Health Insurance: This is a really easy one to parse. As of 2013, health insurance coverage rates across population segments are illustrated in the chart below. The biggest question on everyone’s mind is the insurance coverage for the US Hispanic group. The rate is actually 76% coverage, compared to 87% in the white population.
Certainly it’s lower than for non-Hispanic whites, but the real point is that the vast majority of these people are covered. Also, considering the scale and future growth, the numbers are very strong and are from 2013, which does not account for full ACA impact.
Technology consumption: Generally speaking, multicultural consumers are not only on par with non-Hispanic white consumers, but are leading the total US population in various consumption behaviors within digital, mobile, and social platforms. Certainly, there are variations when we start to break consumption down by channel, by age, gender, etc., but overall the multicultural consumer tends to over-index in various areas.
Here are the key highlights:
Budget source: No question, this is a tricky and potentially sensitive topic. My recommendation is to create an internal risk-share model where the initial investment, “pilot,” “test,” and “proof of concept,” is co-shared between the brand budget and a matched amount of funds allocated outside of the brands. This way, there is shared accountability and a guarantee of internal brand team support, along with sufficient funding for an initial investment.

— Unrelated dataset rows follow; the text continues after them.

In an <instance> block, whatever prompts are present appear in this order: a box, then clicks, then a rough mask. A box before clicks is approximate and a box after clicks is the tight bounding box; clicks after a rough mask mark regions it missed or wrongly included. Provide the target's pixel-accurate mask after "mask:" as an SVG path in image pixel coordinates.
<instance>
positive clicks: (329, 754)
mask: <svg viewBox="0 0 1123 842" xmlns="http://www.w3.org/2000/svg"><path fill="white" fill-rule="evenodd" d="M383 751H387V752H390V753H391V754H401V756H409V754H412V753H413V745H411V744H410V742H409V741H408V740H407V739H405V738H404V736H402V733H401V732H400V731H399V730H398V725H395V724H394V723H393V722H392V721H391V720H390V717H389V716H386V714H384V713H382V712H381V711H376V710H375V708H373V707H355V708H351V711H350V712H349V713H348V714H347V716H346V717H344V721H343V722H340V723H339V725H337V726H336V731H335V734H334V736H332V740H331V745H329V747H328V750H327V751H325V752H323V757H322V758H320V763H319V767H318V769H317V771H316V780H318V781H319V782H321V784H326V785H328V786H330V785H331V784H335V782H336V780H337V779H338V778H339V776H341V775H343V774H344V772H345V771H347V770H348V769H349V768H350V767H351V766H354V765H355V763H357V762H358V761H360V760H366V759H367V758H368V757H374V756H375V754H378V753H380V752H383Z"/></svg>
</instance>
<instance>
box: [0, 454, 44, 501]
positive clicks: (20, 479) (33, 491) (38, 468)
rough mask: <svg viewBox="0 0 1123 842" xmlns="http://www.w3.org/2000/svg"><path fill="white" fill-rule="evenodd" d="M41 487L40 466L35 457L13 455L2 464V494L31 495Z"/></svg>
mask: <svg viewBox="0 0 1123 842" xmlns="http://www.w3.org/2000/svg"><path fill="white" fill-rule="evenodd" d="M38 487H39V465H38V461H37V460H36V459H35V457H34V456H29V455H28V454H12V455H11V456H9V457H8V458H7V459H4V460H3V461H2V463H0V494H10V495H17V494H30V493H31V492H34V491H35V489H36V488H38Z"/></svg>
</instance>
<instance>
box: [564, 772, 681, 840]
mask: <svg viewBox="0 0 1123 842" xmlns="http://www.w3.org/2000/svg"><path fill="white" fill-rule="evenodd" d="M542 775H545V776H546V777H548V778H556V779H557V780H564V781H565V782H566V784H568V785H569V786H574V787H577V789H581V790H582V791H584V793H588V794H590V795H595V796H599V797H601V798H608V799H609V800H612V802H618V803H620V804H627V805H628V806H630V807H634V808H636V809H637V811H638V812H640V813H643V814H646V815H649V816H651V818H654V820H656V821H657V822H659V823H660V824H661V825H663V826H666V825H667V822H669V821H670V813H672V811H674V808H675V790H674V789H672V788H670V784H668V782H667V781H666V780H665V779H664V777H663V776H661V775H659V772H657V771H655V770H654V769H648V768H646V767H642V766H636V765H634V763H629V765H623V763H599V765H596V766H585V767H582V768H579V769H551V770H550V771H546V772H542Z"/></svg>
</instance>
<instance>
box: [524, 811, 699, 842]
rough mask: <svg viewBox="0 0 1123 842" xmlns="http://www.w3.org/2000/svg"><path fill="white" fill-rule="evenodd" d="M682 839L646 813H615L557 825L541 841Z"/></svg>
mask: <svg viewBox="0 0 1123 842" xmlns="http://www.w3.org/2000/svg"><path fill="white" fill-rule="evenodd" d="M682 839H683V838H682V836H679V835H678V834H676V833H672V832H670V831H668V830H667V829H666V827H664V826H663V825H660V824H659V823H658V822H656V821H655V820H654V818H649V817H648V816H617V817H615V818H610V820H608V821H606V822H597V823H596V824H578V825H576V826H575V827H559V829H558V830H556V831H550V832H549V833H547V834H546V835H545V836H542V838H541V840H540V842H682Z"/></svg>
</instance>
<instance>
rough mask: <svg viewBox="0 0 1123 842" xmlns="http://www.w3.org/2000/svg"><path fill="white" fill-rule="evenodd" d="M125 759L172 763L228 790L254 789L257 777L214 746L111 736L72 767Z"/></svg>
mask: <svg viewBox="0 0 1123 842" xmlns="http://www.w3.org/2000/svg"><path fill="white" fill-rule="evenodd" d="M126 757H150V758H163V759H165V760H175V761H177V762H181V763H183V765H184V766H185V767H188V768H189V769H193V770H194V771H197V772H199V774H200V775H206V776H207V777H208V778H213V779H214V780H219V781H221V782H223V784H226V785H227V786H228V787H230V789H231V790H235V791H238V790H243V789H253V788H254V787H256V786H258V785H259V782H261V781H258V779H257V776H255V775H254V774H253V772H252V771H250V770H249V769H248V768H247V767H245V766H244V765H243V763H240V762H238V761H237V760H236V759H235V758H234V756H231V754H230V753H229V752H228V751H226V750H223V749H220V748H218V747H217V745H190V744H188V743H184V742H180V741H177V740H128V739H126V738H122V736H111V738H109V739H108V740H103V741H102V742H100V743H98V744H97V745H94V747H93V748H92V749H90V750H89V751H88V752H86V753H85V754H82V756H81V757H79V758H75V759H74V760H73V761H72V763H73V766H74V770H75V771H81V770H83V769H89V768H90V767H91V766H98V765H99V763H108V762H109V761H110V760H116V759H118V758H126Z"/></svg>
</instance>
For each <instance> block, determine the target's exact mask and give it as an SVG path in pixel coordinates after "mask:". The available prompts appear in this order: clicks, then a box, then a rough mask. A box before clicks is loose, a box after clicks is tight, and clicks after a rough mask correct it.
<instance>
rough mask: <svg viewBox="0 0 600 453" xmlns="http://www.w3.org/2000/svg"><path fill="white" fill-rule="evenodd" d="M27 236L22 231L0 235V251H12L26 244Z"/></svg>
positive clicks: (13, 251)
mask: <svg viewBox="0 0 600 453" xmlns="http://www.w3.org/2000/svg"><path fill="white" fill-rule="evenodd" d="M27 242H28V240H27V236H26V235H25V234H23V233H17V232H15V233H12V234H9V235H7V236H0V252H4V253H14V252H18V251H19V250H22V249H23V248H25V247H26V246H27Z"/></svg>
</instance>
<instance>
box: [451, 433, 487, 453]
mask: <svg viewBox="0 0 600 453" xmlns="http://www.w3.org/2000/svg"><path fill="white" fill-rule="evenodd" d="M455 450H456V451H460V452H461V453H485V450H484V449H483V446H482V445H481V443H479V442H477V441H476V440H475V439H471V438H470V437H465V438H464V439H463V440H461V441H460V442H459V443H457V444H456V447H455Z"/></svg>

In allocating your investment, the last thing you want to do is to shortchange your test. Typically, this can cost anywhere from $500,000 to $3 million. But what’s most important is the mindset going into this test, which is not only to see whether this works or not, but more to learn, optimize, and scale up. Scaling up can mean finding funding in the millions of dollars, which in most cases the brand budgets will not be able to support alone. This is where we have to make a call beyond the brand teams promotional spend.
Given the significant upside of the opportunity in most cases, an incremental budget allocation is needed. However, the spirit of this allocation is not just about the typical promotional spend increase. It’s a business development opportunity. As is the case when bringing a new brand to market and being in a pre-launch stage, new budget is allocated. Similarly, with this potentially being a billion-dollar upside for a company over time, an incremental investment outside of the current brand team’s funding is certainly worth the commitment.

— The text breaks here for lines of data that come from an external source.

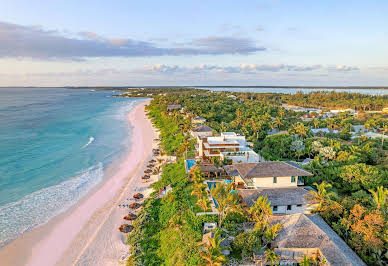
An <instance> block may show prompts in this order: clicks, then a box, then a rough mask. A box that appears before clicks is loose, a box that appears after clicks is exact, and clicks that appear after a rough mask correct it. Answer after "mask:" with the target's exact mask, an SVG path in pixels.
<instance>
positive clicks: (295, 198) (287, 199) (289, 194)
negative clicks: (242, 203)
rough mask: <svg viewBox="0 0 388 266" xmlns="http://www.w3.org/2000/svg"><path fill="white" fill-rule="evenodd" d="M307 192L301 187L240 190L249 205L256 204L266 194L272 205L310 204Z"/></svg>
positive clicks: (305, 190) (246, 189)
mask: <svg viewBox="0 0 388 266" xmlns="http://www.w3.org/2000/svg"><path fill="white" fill-rule="evenodd" d="M307 193H308V191H307V190H305V189H304V188H301V187H291V188H271V189H242V190H239V194H240V195H241V197H242V198H243V200H244V202H245V203H246V204H247V205H248V206H249V207H250V206H252V205H254V204H255V202H256V200H257V198H258V197H260V196H266V197H267V198H268V200H269V201H270V202H271V205H272V206H284V205H297V204H308V203H310V202H309V200H307V199H305V196H306V195H307Z"/></svg>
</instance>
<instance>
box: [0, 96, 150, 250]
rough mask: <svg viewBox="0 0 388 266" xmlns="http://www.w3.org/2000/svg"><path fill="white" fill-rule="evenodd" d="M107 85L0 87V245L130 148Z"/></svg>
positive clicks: (53, 211) (126, 131)
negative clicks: (94, 90) (53, 86)
mask: <svg viewBox="0 0 388 266" xmlns="http://www.w3.org/2000/svg"><path fill="white" fill-rule="evenodd" d="M111 95H112V92H110V91H95V92H92V91H89V90H74V89H65V88H0V246H1V245H3V244H4V243H5V242H7V241H8V240H11V239H14V238H15V237H17V236H18V235H20V234H21V233H22V232H25V231H28V230H30V229H32V228H34V227H36V226H38V225H40V224H42V223H45V222H47V221H48V220H50V219H51V218H53V217H54V216H55V215H58V214H60V213H61V212H63V211H65V210H66V209H68V208H69V207H70V206H71V205H73V204H74V203H75V202H76V201H78V200H79V199H80V198H81V197H82V196H84V195H85V194H86V193H87V192H88V191H90V189H92V188H93V187H94V186H95V185H96V184H98V183H99V182H101V180H102V179H103V177H104V173H105V170H106V168H107V166H109V165H111V164H112V163H113V162H114V161H117V159H119V157H121V156H122V155H123V154H124V152H126V151H128V150H129V149H130V147H129V143H130V132H131V129H130V126H129V123H128V121H127V113H128V112H129V111H130V110H131V109H132V108H133V107H134V106H136V105H137V104H138V103H140V102H141V101H144V99H134V98H132V99H131V98H113V97H110V96H111Z"/></svg>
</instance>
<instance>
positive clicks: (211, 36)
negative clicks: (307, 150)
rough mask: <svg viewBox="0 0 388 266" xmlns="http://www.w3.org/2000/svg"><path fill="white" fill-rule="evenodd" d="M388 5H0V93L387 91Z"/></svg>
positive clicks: (387, 61)
mask: <svg viewBox="0 0 388 266" xmlns="http://www.w3.org/2000/svg"><path fill="white" fill-rule="evenodd" d="M387 14H388V1H386V0H368V1H365V0H341V1H338V0H293V1H291V0H239V1H237V0H222V1H219V0H210V1H209V0H193V1H191V0H180V1H178V0H171V1H169V0H166V1H160V0H156V1H148V0H143V1H133V0H132V1H130V0H111V1H106V0H105V1H100V0H82V1H79V0H77V1H76V0H67V1H56V0H34V1H31V0H2V3H1V8H0V86H147V85H149V86H174V85H177V86H195V85H198V86H199V85H202V86H215V85H218V86H226V85H228V86H239V85H241V86H243V85H244V86H247V85H249V86H266V85H271V86H276V85H279V86H388V45H387V43H388V16H387Z"/></svg>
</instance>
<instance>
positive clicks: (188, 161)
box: [186, 159, 195, 172]
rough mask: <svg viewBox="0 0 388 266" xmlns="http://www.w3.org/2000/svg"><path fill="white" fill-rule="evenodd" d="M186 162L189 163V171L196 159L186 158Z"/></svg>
mask: <svg viewBox="0 0 388 266" xmlns="http://www.w3.org/2000/svg"><path fill="white" fill-rule="evenodd" d="M186 163H187V172H189V171H190V169H191V168H192V167H193V166H194V165H195V160H193V159H187V160H186Z"/></svg>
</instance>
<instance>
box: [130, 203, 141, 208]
mask: <svg viewBox="0 0 388 266" xmlns="http://www.w3.org/2000/svg"><path fill="white" fill-rule="evenodd" d="M128 207H129V208H131V209H137V208H139V207H140V204H139V203H137V202H134V203H131V204H129V205H128Z"/></svg>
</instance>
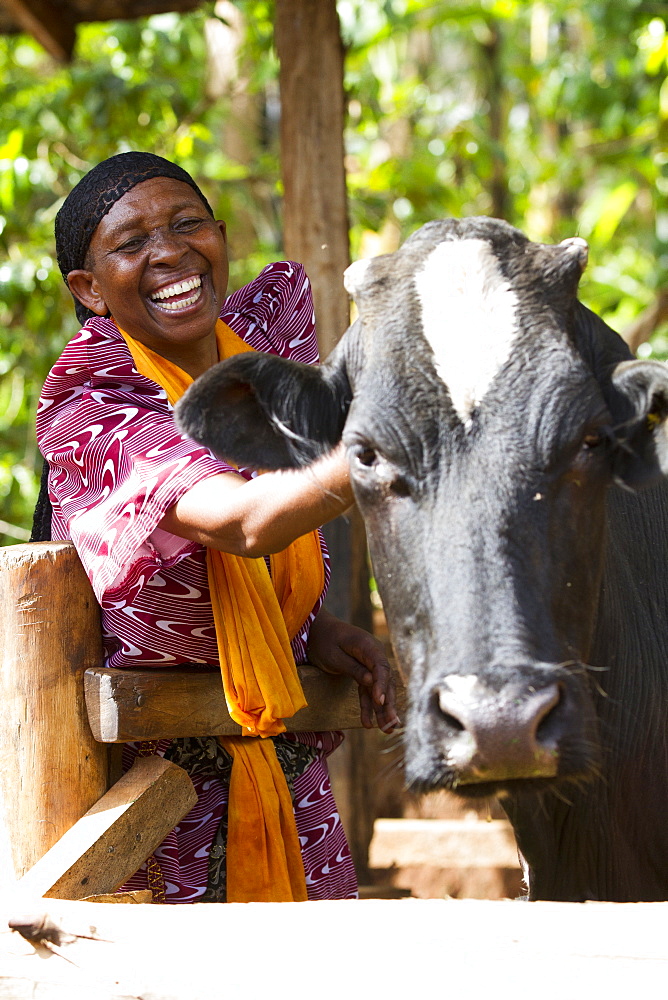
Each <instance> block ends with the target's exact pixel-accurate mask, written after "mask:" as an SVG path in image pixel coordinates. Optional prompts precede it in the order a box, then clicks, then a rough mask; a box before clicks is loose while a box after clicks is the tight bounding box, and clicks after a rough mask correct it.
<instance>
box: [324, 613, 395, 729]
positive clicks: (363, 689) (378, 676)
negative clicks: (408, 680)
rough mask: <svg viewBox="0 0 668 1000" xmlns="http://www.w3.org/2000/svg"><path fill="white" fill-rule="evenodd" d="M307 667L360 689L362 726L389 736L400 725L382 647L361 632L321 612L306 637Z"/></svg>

In summary, the multicultural segment is the largest, fastest growing consumer segment with significant treatment gaps across therapeutic areas that collectively are worth billions of dollars in pharma revenues and profits. This creates a tremendous opportunity for pharma to improve patient outcomes on a national scale. The multiethnic segment also happens to be a savvier player when it comes to digital, mobile, and social media use, but it’s not being reached and impacted effectively by current practices. The evidence does show, however, that when communicated properly, the multiethnic cohort delivers a higher promotional response. We are at a point where not investing is not just a financial miss, but a driver of competitive disadvantage. Changing that dynamic through a solid investment is worth it. It may be the largest marketing mix opportunity for the industry in an era of declining expectations.